Backup jobs not created anymore

Hi,
Using PG Opertor 2.3.1 Postgresql 15
I was testing a backup cleaning script during which the PerconaPGBackup suddenly stopped creating backup jobs.
It is unknown when the issue happened but I think it was possibly during some mistakes when the script deleted some PerconaPGBackups that were not completed
It is useless to post the script code because I don’t know during which change this happened
Every PerconaPGBackup looks like this now, without a job created:

apiVersion: pgv2.percona.com/v2
kind: PerconaPGBackup
metadata:
  creationTimestamp: '2024-08-28T06:49:25Z'
  generateName: service-1-pg-db-repo2-incr-
  generation: 1
  managedFields:
    - apiVersion: pgv2.percona.com/v2
      fieldsType: FieldsV1
      fieldsV1:
        f:metadata:
          f:generateName: {}
        f:spec:
          .: {}
          f:options: {}
          f:pgCluster: {}
          f:repoName: {}
      manager: postgres-operator
      operation: Update
      time: '2024-08-28T06:49:25Z'
  name: service-1-pg-db-repo2-incr-pdsn9
  namespace: postgres
  resourceVersion: '569677870'
  uid: fddf2d7c-b598-4471-a92b-cff304e42051
  selfLink: >-
    /apis/pgv2.percona.com/v2/namespaces/postgres/perconapgbackups/service-1-pg-db-repo2-incr-pdsn9
spec:
  options:
    - '--type=incr'
  pgCluster: service-1-pg-db
  repoName: repo2

Hi,
So I continued testing and I realised that the backups stops working because I am removing the PerconaPGBackups CRs with a certain pattern.
The script is removing the PerconaPGBackups, leaving only the last 11 ones to see.
In the operator logs it’s complaining that it is waiting for batch of 11 PerconaPGBackups to complete before starting a new backup

Hello @mboncalo

I was testing a backup cleaning script during which the PerconaPGBackup suddenly stopped creating backup jobs.

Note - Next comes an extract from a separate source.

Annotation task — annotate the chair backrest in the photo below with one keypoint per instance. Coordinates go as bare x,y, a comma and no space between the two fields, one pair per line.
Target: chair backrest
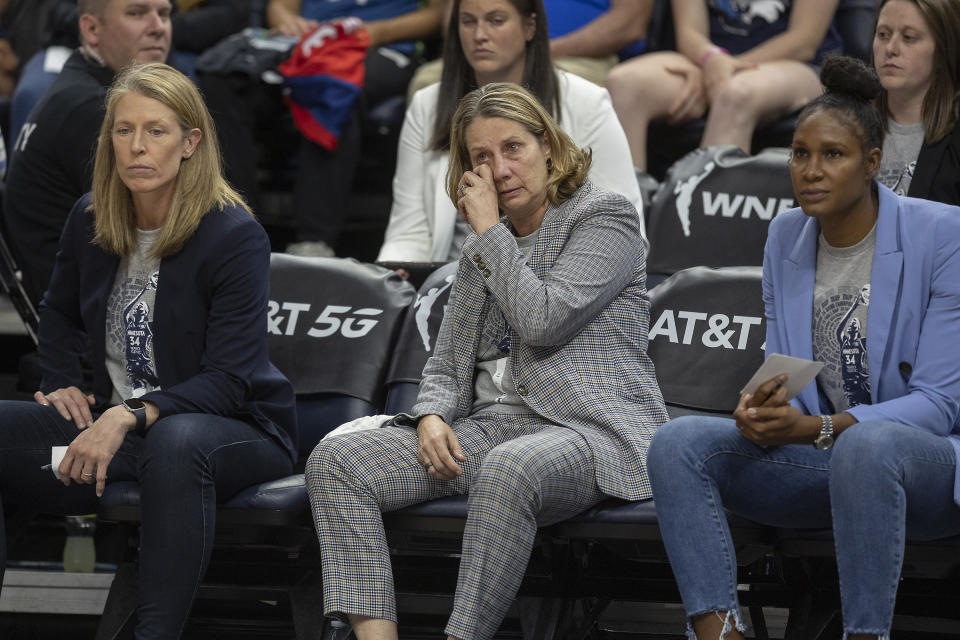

Check Operator logs for any errors for backup jobs.

Also, Check below things for backup Pod/Job,
List backups:
kubectl get pg-backup

Get backup pods and check logs to see why it’s failing.

kubectl get pods

kubectl logs  <failed backup pod>

You try taking a simple on-demand backup as described here if you are testing on-demand backup and see how it works,

I posted an image where you can see how backups stopped woking.
In the first post I wrote the yaml file of the new PerconaPGBackups that are not creating any backup jobs anymore
There are no failed pods because no pods are created

Do you see any backup job related error/message in the Operator log ?

No backup related errors

Hi @mboncalo, I need to see your CR. Could you please provide it for us?

Hi @Slava_Sarzhan ,
Sorry for the late answer
Database is running in an istio injected namespace with Istio version 1.23.3

You can see that the postgres database image and the pgbackrest image are in my dockerhub because I added some libraries for postgres and for pgbackrest I implemented a curl to terminate the istio container in order for the backup pod to get completed

What I am trying to figure out for more effective troubleshooting is, how does the operator store its metadata ? Because , for example, it remembers and complains about peconapgbackup pr perconapgrestore even if they are removed. Is there a way to clear that metadata ?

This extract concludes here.